4.10 Severability. Notwithstanding any contrary provision of the Grant Notice or this Agreement to the contrary, if any one or more of the provisions (or any part thereof) of the Grant Notice or this Agreement shall be held invalid, illegal, or unenforceable in any respect, such provision shall be modified so as to make it valid, legal, and enforceable, and the validity, legality, and enforceability of the remaining provisions (or any part thereof) of the Grant Notice or this Agreement, as applicable, shall not in any way be affected or impaired thereby.
4.11 Survival of Certain Provisions. Wherever appropriate to the intention of the parties hereto, the respective rights and obligations of the parties hereunder shall survive any termination or expiration of this Agreement or the Participant’s Termination of Service.
4.12 Limitation on Participant’s Rights. Participation in the Plan confers no rights or interests other than as herein provided. This Agreement creates only a contractual obligation on the part of the Company as to amounts payable and may not be construed as creating a trust. Neither the Plan nor any underlying program, in and of itself, has any assets.
4.13 Compensation Recoupment. The Option (and all Shares issuable thereunder) are subject to the Company’s ability to recover incentive-based compensation from Participant, as is or may be required by (a) the provisions of the Dodd-Frank Wall Street Reform and Consumer Protection Act or any regulations or rules promulgated thereunder, (b) any other clawback provision required by Applicable Laws or the listing standards of any applicable stock exchange or national market system, (c) any clawback policies adopted by the Company to implement any such requirements, or (d) any other compensation recovery policies as may be adopted from time to time by the Company, all to the extent determined by the Administrator in its discretion to be applicable to Participant.
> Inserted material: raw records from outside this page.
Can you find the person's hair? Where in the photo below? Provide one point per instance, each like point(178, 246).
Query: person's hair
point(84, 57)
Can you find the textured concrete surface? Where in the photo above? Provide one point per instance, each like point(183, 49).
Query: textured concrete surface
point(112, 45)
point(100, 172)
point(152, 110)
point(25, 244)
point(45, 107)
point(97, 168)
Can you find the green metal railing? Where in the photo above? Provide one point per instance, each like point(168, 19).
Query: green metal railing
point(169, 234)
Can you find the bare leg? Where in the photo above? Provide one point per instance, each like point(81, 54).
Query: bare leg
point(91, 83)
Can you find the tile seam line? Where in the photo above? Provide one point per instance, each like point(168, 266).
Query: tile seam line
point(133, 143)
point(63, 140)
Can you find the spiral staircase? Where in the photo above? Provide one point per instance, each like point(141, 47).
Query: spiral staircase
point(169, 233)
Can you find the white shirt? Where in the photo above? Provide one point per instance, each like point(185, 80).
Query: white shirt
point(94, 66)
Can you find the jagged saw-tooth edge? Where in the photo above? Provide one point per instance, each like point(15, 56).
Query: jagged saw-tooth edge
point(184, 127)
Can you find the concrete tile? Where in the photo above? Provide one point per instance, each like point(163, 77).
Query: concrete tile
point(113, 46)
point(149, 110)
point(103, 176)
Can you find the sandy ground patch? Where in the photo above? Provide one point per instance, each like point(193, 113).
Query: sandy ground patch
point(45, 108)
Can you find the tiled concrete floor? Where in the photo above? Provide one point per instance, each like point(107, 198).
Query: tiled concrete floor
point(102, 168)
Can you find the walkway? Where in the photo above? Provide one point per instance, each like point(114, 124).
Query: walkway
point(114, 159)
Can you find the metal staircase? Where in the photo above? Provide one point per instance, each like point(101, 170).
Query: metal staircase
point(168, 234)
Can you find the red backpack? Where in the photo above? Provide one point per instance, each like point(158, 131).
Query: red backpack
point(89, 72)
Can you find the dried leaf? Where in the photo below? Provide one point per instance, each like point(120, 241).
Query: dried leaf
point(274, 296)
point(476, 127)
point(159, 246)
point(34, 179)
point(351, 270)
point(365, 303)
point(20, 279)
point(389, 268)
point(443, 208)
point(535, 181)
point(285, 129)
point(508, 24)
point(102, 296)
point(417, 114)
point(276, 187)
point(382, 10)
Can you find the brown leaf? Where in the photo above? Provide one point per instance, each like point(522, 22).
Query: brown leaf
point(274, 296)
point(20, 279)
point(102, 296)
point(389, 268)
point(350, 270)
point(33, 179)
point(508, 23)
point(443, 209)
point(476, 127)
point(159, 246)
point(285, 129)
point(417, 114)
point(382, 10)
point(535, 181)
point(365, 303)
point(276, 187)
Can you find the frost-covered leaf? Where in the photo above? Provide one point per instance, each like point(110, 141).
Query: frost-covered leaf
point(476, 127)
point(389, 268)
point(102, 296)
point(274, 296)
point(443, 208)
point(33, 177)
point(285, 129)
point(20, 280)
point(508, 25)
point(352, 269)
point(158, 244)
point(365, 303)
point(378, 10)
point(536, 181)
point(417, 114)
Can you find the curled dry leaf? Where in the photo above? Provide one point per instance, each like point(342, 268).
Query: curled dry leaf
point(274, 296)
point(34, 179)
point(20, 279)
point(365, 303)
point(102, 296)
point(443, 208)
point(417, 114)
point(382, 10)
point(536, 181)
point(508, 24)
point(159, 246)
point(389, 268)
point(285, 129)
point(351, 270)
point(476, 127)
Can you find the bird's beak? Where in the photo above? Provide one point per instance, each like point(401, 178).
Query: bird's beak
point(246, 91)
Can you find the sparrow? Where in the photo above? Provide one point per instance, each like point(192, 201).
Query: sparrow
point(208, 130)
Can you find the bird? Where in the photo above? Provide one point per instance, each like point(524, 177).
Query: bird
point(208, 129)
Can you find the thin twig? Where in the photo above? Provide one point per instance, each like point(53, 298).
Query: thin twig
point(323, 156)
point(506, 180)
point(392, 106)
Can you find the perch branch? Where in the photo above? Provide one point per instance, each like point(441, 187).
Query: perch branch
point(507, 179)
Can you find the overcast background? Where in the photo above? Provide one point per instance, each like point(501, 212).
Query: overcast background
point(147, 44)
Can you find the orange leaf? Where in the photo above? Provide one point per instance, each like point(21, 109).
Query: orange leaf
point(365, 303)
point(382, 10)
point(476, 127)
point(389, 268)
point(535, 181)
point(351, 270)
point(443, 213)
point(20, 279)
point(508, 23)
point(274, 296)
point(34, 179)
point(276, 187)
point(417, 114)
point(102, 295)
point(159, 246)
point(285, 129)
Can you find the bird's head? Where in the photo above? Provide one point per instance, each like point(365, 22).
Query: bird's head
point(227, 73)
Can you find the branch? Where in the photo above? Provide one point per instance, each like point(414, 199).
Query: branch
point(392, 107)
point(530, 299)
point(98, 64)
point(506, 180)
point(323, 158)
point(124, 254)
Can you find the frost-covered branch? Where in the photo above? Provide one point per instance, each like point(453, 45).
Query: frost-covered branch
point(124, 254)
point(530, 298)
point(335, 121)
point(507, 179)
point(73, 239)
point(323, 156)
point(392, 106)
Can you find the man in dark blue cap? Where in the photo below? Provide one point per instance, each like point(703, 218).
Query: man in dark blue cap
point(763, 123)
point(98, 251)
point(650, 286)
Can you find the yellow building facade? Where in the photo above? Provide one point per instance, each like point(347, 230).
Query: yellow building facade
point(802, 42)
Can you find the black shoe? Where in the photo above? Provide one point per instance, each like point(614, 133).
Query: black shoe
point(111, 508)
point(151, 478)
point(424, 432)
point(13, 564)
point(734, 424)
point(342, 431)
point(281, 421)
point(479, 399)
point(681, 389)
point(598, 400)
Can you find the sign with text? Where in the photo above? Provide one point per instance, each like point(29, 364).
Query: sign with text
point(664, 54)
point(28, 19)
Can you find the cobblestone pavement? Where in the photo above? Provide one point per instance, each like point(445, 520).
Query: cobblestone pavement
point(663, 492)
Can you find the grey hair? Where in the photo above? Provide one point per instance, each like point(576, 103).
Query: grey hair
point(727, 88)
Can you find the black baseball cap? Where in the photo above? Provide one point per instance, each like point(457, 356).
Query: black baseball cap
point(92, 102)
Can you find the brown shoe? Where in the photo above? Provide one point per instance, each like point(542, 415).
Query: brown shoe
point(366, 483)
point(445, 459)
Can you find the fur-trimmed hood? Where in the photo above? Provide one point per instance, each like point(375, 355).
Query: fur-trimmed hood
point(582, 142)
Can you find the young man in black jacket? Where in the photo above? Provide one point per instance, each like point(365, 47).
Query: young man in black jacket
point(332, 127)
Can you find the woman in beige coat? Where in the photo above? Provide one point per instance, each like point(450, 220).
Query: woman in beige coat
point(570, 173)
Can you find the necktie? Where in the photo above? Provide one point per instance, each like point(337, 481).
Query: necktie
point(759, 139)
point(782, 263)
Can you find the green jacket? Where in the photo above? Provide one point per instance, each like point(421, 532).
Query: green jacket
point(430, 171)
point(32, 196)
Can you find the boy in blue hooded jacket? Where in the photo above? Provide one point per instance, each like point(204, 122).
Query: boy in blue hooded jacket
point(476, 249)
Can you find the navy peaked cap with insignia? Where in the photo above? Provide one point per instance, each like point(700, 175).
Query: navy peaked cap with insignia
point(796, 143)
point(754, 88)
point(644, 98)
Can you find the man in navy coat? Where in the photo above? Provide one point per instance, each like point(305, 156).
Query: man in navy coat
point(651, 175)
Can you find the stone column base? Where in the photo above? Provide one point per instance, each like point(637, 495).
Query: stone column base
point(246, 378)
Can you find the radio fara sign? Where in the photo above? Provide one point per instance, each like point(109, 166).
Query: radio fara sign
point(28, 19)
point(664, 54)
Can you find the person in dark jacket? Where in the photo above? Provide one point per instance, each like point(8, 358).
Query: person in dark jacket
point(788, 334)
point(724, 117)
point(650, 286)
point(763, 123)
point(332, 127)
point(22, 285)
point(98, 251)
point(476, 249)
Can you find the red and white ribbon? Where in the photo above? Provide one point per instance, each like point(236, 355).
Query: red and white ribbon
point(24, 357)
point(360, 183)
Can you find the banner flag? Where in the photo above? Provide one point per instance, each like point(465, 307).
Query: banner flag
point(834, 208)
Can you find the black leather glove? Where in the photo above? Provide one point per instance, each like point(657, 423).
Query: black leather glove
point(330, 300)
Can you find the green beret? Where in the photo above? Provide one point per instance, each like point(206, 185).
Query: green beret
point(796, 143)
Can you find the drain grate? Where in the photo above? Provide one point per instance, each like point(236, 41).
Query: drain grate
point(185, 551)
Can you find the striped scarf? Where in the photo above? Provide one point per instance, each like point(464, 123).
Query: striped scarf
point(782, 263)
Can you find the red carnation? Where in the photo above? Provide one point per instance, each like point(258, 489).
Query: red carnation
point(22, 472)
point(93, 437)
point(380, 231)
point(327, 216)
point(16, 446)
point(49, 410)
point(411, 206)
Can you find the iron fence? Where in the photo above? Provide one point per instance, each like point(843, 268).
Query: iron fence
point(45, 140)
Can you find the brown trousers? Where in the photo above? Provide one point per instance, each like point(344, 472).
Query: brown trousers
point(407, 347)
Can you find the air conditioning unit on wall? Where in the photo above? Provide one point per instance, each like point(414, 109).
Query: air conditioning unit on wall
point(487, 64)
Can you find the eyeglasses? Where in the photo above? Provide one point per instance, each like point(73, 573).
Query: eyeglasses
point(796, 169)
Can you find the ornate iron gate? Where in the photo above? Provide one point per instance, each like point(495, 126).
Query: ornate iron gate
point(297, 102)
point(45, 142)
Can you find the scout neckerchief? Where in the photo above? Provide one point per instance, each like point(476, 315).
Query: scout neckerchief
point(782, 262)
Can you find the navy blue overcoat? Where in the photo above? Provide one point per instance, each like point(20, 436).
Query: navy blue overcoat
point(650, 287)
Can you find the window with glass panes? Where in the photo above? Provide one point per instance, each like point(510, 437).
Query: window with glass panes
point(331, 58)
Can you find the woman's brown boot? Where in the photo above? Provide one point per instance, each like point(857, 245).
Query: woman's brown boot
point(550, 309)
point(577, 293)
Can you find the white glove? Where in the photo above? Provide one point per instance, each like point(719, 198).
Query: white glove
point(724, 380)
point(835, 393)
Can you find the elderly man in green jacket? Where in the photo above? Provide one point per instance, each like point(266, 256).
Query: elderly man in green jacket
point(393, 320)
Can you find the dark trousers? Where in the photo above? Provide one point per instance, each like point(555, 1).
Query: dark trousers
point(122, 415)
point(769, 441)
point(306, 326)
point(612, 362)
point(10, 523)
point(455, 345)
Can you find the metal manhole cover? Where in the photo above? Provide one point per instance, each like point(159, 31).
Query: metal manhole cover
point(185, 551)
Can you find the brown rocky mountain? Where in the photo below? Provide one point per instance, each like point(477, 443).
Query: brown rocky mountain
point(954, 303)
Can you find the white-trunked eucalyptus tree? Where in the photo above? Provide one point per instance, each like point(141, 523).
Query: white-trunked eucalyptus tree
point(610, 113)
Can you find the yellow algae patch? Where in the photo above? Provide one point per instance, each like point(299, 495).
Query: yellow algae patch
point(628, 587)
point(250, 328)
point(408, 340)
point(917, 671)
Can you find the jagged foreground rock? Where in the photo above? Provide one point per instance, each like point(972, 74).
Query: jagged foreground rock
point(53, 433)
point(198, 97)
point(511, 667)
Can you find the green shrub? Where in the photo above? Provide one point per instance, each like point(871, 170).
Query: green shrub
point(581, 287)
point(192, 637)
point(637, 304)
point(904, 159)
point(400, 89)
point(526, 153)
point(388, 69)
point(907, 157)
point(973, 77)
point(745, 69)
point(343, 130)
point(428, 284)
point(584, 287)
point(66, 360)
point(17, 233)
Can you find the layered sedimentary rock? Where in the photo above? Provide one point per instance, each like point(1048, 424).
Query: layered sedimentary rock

4.14 Construction. Headings in this Agreement are included for convenience and shall not be considered in the interpretation of this Agreement. Reference to any statute, rule, or regulation includes any amendment thereto or any replacement thereof, as well as the authoritative guidance issued thereunder by the appropriate governmental entity. Pronouns shall be construed to include the masculine, feminine, neutral, singular or plural as the identity of the antecedent may require. A reference to any party to this Agreement shall include such party’s successors and permitted assigns. This Agreement shall be construed according to its fair meaning and shall not be strictly construed against the Company.
4.15 Counterparts. The Grant Notice may be executed in one or more counterparts, including by way of any electronic signature, subject to Applicable Laws, each of which will be deemed an original and all of which together will constitute one instrument.
4.16 Modification. Any modification of this Agreement shall be binding only if evidenced in writing and signed by the Administrator, or its delegate. The Participant’s consent to such modification shall be required unless (i) the action does not materially and adversely affect the Participant’s rights under the Agreement and Grant Notice, or (ii) the change is permitted under Article X or pursuant to Section 12.5 of the Plan.